Bereavement by suicide is like taking a full-body assault, like being bashed up violently but from the inside. What was once just heard about or read about, or sung of wistfully at the end of M*A*S*H, is now yours and yours to keep forever. Everything’s changed. There’s now a fifth season of the year that permanently colours the other four, in a nasty shade of soot. You’re living a nightmare version of your life. What should just be an over-catastrophised alternative reality is actual reality. Minus the funky headset.
Life’s full-body assaults happen all the time. At some stage, each of us gets to enter our own personal disaster zone. Everyone suffers. I quietly wonder if all of us, at one time or another, haven’t fantasised about the oblivion of oblivion. Sigmund Freud himself saw life as preparation for death, positing the "death instinct". Sometimes, merely coping becomes best case scenario.
That’s where physical movement can kick in, along with feeling others’ care.
Steven, son of Dunedin but resident of Wainuiomata, had two other brothers in nearby Wellington and a wide circle of friends. Mature modern men, some of them, including Steve, had had a warm evening of fun, deep chats and overtly verbalised care not long before Steve was compelled to take his life. His friends are traumatised too.
They’ve since developed a habit of going for group walks in Kaitoke Regional Park, supporting each other and enjoying their friendships, and asked me along.
Grief starts in the mind but lands in the body. For weeks, my airless lungs and pumped adrenals had been frozen in permafright. My tight torso actually ached. My system needed jump starting.
Walking’s rhythmic swaying and full breathing stepped in and did its stuff. The swinging of my arms and the twisting of my torso massaged my insides, ungluing and melting them with a warmth and normality. I had my first belly laugh for ages.
Apparently full breathing stimulates the vagus nerve. It’s the longest cranial nerve in the body and runs through the torso.
It carries information between the brain and the internal organs, helping calm the organs down after "fight-or-flight". When we breathe down low, using our diaphragm, we create pressure in our abdomen that stimulates the vagus nerve to do its thing.
So, as annoying as it can be to be told to "just breathe", especially if the person’s using a special breathy voice, there’s a truth to it.
There’s also something pretty powerful about feeling the love in times of crisis. Losing someone close can bring a sudden sense of loneliness. Loneliness is quite different from aloneness, which can sometimes be sheer luxury. To the contrary, a deceased person’s absence can leave a pinging loneliness, a sense of being suddenly separated from normal society. It’s eased by the knowledge that you’re not alone. Knowing other people have got your back and feeling their care makes all the difference in the world. Feeling their companionship at the same time as being lulled by nature’s loveliness, somehow intensifies the benefits of both.

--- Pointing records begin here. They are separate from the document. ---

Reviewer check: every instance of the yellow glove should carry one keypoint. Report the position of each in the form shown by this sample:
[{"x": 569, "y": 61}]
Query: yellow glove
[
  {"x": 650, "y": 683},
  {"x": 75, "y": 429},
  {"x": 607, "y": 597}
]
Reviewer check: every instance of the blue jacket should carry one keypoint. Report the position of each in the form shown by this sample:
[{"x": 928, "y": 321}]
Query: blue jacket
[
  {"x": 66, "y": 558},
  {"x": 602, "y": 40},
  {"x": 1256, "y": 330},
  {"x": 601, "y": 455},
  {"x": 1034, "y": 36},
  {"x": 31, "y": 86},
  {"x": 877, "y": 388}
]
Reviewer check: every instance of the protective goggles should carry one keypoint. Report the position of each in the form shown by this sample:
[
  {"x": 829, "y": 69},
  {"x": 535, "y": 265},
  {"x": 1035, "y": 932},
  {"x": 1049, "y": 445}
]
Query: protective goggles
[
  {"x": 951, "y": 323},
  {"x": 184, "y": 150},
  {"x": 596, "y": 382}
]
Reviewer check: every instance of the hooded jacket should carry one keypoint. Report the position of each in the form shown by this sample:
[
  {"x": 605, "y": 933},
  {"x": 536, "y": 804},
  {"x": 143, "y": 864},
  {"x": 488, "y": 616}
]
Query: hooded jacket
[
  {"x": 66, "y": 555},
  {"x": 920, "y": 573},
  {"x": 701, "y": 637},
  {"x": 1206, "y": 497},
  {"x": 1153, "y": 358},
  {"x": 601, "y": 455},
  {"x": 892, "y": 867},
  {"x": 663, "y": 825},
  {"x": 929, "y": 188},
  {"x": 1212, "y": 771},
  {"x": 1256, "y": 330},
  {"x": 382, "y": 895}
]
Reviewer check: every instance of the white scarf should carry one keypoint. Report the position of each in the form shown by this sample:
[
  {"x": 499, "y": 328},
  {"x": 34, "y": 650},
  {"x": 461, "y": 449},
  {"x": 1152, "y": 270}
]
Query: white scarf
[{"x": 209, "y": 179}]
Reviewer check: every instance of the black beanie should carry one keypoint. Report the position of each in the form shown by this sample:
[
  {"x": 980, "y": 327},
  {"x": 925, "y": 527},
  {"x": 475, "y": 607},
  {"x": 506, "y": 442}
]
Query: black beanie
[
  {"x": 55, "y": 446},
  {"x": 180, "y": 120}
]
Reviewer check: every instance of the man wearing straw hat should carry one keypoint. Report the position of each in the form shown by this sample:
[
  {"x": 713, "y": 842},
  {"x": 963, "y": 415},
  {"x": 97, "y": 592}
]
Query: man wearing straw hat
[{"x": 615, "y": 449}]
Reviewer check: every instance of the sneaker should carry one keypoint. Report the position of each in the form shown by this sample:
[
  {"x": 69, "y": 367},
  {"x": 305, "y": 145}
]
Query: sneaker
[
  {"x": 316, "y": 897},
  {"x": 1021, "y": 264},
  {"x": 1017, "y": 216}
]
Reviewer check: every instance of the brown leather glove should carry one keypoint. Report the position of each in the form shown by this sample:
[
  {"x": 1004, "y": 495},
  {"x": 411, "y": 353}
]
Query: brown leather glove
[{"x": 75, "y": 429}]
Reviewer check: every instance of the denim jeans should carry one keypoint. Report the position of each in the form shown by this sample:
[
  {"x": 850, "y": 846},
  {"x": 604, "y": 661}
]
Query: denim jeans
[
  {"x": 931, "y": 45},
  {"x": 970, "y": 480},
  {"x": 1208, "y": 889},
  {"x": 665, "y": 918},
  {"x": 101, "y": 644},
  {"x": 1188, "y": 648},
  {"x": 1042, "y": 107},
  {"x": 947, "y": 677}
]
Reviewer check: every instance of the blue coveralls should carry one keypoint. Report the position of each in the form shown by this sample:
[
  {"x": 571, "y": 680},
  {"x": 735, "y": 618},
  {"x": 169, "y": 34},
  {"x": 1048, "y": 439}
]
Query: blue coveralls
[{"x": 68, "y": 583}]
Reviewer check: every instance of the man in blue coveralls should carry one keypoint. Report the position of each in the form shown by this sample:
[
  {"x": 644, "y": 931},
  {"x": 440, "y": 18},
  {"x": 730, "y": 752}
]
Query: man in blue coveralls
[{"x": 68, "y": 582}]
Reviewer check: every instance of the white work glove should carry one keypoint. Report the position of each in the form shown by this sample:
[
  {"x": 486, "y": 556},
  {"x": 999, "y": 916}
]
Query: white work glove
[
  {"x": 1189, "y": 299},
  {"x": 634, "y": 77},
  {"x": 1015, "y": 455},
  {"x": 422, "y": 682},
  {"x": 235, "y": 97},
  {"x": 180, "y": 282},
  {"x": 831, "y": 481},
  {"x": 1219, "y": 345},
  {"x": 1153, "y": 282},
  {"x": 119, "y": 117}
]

We followed a river in Kaitoke Regional Park and one of our party jumped in. Another brother has been doing cold river dunks to cope and swears by it for interrupting the stomach’s leaden feeling. Perhaps the shock of the cold reboots the lungs. It feels like the same effect as a deep cry or huge laugh. By whatever mechanism, nature’s come to the rescue again.
All this said, I don’t want to be ableist: when once unwell for a year and a half, I knitted on the beach, and the repetitiveness had a soothing effect. Rhythm of any sort seems to rock us back to a peace and ease.